Su Bin was arrested in Canada in 2014 and stayed in jail in Canada for two years.  I am not sure what his thinking was, but he waived extradition last month and then plead guilty to those charges this month.

While I have no evidence of this, the Chinese government likely made him an offer he could not refuse, to quote the Godfather.  If he has family in China, that can be a powerful club for the Chinese government to Wield.  They just want this to disappear.

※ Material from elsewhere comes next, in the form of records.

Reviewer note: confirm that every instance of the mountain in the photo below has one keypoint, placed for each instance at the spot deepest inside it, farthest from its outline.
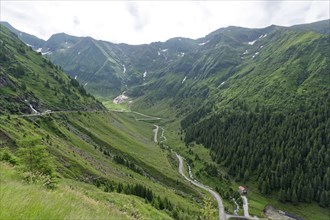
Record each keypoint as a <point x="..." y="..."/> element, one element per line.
<point x="257" y="99"/>
<point x="29" y="39"/>
<point x="30" y="82"/>
<point x="107" y="69"/>
<point x="63" y="156"/>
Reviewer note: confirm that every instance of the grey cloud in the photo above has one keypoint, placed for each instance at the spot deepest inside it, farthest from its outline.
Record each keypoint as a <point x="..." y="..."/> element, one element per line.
<point x="76" y="21"/>
<point x="140" y="19"/>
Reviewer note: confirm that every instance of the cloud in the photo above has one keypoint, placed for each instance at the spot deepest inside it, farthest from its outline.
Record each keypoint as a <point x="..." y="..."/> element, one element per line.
<point x="140" y="19"/>
<point x="76" y="21"/>
<point x="137" y="22"/>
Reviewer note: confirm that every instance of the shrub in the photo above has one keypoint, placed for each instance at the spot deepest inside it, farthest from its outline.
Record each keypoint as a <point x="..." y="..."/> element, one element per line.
<point x="8" y="156"/>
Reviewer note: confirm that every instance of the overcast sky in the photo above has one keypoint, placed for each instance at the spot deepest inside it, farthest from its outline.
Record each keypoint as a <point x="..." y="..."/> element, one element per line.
<point x="137" y="22"/>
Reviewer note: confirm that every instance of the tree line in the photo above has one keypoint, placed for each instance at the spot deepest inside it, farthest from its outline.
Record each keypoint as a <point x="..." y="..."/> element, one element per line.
<point x="288" y="153"/>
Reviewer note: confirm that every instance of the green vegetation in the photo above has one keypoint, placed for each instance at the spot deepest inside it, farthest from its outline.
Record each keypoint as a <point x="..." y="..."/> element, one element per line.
<point x="259" y="109"/>
<point x="27" y="78"/>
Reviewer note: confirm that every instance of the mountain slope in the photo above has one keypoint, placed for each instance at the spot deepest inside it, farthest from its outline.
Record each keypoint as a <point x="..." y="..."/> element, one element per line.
<point x="28" y="78"/>
<point x="96" y="159"/>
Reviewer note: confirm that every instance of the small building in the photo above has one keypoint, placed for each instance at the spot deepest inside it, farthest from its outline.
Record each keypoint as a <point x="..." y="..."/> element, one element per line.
<point x="242" y="190"/>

One of the things that came out from this is that he was inside Boeing’s network for 6 years.  For a company as security conscious as Boeing is, that is a long time to go undetected.

While he could get 5 years in U.S. prison, he could go home after that a hero for helping China build the Y-20, a knockoff of our C-17.  He also gets credit for the two years he spent in Canadian prison, so the 5 years is likely only 3 years.

Frank Cilluffo, director of GWU’s  Center For Cyber and Homeland Security, said that prosecuting hackers can serve as a deterrent to future theft of U.S. trade secrets.  I have bad news for him.  Soldiers, and that is what he is, get shot and blown up way too often, but we still have an army.  As does China.  To think think that this will deter soliders from completing their mission is naive.  That doesn’ t mean we shouldn’t indict and prosecute these guys, but I doubt it will make any difference, other than, possibly, having them conduct their hacking from countries that will not extradite them.  That is a bigger problem.  It is harder for us to see what they are doing halfway around the world.

We should also consider that our guys do the same things in China and other countries.  Espionage is a time honored theme.  In this country, we can trace it back to Benedict Arnold and in other countries, it goes back as far as recorded history goes.  I don’t think that sentencing a soldier to a few years in a relatively nice U.S. prison (unlike, say, Chinese prisons), is much of a deterrent.

The real question at hand is how many Su Bins are operating in this country and other countries, stealing industry’s intellectual property – whether that is technology, industrial process, financial or other data.  For U.S. businesses, this should be a reality check that yes, the bad guys are after our stuff and will take it if we let them.


Information for this story came from Federal Computer Weekly.